-Dylan? Che ci fai qui?- chiesi con il cuore a mille.
-Io...- cominciò.
Notai che era abbastanza teso.
Mi scrutò da capo a piedi, con uno sguardo che non seppi decifrare. Poi puntò gli occhi nei miei. Sembrava volesse dire qualcosa, ma forse non trovava le parole.

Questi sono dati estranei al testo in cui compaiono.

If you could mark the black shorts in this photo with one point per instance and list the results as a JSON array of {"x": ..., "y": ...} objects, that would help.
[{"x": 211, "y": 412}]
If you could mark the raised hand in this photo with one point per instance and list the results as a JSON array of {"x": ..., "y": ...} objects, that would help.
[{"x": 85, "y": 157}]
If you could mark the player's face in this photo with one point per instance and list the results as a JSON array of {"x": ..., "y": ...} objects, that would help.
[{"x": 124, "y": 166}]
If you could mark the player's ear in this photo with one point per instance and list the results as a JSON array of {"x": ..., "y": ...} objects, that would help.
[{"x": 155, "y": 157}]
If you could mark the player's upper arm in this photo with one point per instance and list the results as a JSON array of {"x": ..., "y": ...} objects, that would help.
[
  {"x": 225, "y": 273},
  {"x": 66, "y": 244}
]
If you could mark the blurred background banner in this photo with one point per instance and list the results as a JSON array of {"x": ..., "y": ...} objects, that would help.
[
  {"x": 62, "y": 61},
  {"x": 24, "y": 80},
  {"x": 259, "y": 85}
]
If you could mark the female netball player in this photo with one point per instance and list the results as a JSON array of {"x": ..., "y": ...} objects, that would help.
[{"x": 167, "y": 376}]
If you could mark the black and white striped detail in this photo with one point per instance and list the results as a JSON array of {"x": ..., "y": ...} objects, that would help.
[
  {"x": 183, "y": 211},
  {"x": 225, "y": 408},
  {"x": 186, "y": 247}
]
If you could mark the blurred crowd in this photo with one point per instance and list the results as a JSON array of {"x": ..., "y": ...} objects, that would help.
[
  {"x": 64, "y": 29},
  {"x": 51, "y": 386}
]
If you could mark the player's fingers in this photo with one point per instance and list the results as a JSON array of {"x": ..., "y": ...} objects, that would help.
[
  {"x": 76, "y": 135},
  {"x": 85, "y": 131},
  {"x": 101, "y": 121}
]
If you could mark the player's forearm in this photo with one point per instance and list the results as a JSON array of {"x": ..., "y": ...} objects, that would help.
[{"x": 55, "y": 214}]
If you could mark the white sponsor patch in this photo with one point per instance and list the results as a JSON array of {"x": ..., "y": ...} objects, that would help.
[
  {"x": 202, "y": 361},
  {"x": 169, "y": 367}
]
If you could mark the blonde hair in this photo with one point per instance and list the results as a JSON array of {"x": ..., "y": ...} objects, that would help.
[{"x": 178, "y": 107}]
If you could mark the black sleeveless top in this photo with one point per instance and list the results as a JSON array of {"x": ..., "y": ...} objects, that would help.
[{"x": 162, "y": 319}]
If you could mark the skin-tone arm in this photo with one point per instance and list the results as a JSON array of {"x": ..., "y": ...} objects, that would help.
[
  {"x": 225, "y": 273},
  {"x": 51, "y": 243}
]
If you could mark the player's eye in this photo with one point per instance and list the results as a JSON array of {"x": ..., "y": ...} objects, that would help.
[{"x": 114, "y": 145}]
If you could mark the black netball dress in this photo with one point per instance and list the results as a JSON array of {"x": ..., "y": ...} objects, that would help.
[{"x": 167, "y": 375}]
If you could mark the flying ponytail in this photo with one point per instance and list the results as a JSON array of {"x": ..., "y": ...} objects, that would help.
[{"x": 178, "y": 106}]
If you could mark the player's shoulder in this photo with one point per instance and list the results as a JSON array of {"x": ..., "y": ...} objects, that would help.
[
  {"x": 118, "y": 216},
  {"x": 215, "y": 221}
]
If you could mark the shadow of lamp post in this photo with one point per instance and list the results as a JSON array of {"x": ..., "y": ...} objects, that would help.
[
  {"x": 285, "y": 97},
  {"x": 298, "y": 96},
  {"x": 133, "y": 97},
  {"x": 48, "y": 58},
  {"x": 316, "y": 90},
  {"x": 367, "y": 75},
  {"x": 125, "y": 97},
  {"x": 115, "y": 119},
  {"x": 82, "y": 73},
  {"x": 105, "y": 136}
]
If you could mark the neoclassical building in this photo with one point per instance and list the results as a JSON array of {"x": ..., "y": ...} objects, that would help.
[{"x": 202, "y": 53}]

Sospirò, e mi baciò all'improvviso.
Sorpresa, inizialmente non reagii, ma poi mi staccai, con una fitta al petto.
-Okay, se credi di poter continuare a fare così ti sbagli di grosso- gli dissi, con una voce che quasi non riconobbi.
-Non puoi continuare a dirmi di dimenticarmi di un bacio e poi baciarmi ancora- conclusi.
-Non è quello che voglio fare infatti- disse, e poi mi accarezzò il viso con una mano.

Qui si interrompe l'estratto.